If the vessel for drawing toddy which is usually earthened is well cleaned and dried in the sun or heated in the fire before it is attached to the spathe the juice flowing into it is called Neera a very delicious and refreshing drink. Karuppany owing to the existence of lime is not so cooling as Neera, nevertheless it is agreeable to the taste.

The juice of the palmyrah fruit though not very palatable at first to the foreigner has been extensively used by the poor classes as food. It is also spread on nuts dried in the sun and cut up into slices in which form it is preserved for months and used with other food. This jelly is called Panattu in Tamil Mixed with the pany these slices will last for years and the writer has known some foreigners who have taken a great liking to them. The palmyrah fruit however is not very nutritious and even among the poor it is not used extensively as food as in former days.
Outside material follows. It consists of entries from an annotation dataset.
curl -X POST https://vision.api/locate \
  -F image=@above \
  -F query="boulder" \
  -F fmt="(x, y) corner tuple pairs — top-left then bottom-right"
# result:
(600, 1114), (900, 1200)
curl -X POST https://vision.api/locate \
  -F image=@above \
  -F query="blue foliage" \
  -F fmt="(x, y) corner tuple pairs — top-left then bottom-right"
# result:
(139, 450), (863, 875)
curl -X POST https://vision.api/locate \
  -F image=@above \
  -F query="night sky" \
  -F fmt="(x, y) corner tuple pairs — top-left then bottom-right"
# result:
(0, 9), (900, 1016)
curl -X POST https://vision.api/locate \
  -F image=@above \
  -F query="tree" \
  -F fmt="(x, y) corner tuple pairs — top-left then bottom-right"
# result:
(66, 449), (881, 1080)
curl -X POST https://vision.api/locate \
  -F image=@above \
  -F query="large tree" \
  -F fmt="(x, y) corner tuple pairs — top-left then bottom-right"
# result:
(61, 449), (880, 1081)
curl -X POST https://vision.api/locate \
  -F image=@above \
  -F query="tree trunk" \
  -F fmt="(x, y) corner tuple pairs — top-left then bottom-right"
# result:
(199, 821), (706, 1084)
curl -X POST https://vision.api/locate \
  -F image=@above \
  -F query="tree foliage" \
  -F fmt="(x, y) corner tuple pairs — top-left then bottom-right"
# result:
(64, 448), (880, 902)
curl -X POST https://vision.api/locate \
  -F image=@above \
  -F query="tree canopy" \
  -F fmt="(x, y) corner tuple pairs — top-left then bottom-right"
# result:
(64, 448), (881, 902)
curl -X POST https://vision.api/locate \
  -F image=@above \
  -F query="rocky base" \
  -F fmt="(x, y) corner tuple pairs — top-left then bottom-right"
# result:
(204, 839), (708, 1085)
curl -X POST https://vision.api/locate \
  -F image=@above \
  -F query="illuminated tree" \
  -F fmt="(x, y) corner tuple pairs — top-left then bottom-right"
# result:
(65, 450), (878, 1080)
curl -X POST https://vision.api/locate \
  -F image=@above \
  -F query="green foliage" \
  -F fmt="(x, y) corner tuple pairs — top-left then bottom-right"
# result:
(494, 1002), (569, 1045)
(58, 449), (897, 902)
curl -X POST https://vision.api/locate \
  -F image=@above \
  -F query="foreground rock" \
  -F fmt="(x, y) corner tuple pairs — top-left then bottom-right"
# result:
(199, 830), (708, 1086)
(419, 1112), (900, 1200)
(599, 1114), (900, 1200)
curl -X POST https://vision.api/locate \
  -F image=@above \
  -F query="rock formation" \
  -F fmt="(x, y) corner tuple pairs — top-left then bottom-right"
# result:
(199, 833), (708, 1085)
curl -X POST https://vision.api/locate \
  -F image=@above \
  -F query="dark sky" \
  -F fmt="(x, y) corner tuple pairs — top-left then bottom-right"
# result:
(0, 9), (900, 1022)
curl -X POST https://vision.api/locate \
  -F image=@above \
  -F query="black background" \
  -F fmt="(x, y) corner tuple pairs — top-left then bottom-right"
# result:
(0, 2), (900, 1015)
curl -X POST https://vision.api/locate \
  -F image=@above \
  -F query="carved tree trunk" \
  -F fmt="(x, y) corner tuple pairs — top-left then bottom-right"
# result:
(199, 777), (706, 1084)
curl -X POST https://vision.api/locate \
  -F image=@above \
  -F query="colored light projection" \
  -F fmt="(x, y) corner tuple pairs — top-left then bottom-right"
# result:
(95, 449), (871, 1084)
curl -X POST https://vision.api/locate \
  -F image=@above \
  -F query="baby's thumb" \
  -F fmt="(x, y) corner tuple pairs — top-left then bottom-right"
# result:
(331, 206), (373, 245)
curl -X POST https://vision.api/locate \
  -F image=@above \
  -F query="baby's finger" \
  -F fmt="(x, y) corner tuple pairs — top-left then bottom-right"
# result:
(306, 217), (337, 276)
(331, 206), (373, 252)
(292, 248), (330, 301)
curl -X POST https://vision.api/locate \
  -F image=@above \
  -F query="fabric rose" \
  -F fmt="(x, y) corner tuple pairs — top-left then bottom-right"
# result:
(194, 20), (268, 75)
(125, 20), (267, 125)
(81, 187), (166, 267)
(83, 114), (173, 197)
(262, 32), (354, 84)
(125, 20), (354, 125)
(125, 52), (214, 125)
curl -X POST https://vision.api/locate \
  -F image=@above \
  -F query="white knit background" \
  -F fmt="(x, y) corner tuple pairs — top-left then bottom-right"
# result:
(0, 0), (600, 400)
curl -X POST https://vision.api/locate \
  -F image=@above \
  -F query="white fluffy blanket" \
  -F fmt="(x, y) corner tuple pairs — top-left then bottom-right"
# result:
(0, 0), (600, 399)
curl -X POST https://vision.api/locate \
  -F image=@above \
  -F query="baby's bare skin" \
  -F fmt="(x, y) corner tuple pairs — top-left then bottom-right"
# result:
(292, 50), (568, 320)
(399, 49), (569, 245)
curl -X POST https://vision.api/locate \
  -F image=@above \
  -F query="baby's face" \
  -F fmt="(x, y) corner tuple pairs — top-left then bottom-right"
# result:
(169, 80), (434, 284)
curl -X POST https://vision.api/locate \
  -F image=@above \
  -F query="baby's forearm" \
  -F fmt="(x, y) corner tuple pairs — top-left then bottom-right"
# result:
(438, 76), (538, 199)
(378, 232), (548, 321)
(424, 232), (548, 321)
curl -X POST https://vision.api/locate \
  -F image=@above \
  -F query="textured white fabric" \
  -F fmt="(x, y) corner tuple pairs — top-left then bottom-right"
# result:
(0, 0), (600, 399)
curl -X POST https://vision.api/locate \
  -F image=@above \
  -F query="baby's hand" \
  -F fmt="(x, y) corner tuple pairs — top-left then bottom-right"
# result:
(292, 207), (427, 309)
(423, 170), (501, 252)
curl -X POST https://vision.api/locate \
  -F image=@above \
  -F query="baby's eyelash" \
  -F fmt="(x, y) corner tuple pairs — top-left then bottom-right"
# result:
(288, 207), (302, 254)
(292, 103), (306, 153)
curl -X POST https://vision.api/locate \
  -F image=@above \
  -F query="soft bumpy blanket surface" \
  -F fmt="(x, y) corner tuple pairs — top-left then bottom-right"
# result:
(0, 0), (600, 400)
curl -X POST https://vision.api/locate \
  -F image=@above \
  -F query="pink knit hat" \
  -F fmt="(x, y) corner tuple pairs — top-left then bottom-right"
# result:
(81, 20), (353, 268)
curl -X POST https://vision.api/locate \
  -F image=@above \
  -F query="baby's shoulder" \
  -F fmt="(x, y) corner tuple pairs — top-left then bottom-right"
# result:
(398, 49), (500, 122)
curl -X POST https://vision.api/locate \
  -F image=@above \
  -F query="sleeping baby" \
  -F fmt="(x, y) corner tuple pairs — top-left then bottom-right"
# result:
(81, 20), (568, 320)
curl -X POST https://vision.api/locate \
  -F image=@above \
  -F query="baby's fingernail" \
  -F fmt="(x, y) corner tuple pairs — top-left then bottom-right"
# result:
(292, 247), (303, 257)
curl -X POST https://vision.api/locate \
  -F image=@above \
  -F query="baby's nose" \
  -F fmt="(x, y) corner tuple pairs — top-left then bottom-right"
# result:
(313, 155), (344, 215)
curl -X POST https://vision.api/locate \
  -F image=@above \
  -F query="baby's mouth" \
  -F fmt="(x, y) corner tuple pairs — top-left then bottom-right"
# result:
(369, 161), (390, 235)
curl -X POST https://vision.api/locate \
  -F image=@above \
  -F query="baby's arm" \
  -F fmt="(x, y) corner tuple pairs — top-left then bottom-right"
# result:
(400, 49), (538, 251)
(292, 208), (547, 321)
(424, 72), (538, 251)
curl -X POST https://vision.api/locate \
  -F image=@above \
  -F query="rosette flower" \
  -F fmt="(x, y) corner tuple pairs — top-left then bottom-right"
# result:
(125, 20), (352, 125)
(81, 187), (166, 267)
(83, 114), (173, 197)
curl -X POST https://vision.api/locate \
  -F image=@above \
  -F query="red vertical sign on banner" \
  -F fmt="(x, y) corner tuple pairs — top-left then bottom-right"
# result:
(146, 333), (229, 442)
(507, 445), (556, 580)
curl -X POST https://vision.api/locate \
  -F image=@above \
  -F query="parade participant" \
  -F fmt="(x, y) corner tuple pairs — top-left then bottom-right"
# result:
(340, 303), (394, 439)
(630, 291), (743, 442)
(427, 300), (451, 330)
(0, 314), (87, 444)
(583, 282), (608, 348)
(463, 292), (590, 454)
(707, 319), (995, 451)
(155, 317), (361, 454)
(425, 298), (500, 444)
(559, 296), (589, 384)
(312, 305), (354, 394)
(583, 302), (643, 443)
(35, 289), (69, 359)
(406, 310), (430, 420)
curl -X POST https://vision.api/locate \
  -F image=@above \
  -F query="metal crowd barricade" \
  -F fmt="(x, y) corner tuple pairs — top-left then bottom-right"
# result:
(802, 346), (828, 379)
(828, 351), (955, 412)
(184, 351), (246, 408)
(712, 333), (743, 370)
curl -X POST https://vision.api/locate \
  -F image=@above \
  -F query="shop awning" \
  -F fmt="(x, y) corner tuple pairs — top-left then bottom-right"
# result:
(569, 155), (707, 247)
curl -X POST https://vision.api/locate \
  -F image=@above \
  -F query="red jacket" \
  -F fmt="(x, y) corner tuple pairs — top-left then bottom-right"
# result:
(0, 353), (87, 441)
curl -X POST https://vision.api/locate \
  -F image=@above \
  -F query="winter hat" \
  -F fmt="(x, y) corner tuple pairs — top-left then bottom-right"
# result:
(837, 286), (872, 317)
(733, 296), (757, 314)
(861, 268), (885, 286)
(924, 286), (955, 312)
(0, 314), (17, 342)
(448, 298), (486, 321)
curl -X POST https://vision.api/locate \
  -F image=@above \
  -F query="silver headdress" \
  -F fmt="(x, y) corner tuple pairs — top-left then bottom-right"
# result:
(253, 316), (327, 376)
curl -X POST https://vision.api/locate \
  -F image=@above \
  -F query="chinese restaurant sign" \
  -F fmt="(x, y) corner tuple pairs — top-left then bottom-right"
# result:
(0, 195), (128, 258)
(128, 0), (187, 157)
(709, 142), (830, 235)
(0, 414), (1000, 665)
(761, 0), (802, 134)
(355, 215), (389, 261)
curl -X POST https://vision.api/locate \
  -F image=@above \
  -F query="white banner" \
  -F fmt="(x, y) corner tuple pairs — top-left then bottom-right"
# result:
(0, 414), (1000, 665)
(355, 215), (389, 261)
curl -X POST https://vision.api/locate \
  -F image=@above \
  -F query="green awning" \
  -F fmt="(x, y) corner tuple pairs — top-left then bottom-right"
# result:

The seeds, if planted, germinate in three months or so and in the first stages of growth it forms into a pulpy substance called Kilangoe which is also used as food.

The wood of a fairly old tree is hard, strong and durable and is generally used for roofing. The leaf when green is a good food for black cattle. The leaf is a largely used for covering the roof and for screening the fence. Ola books, fans, umbrellas and baskets are made of it. The fibre is used for making brushes. The ridge of the leaf called Ekku and the polished cover of the stalk called Naar are used for making ropes.

Excerpts from: “A Hand Book To The Jaffna Peninsula and A Souvenir Of The Opening Of The Railway To The North,” by S. Katiresu./Printed at the American Ceylon Mission Press, Tellipalai, Jaffna on 1905.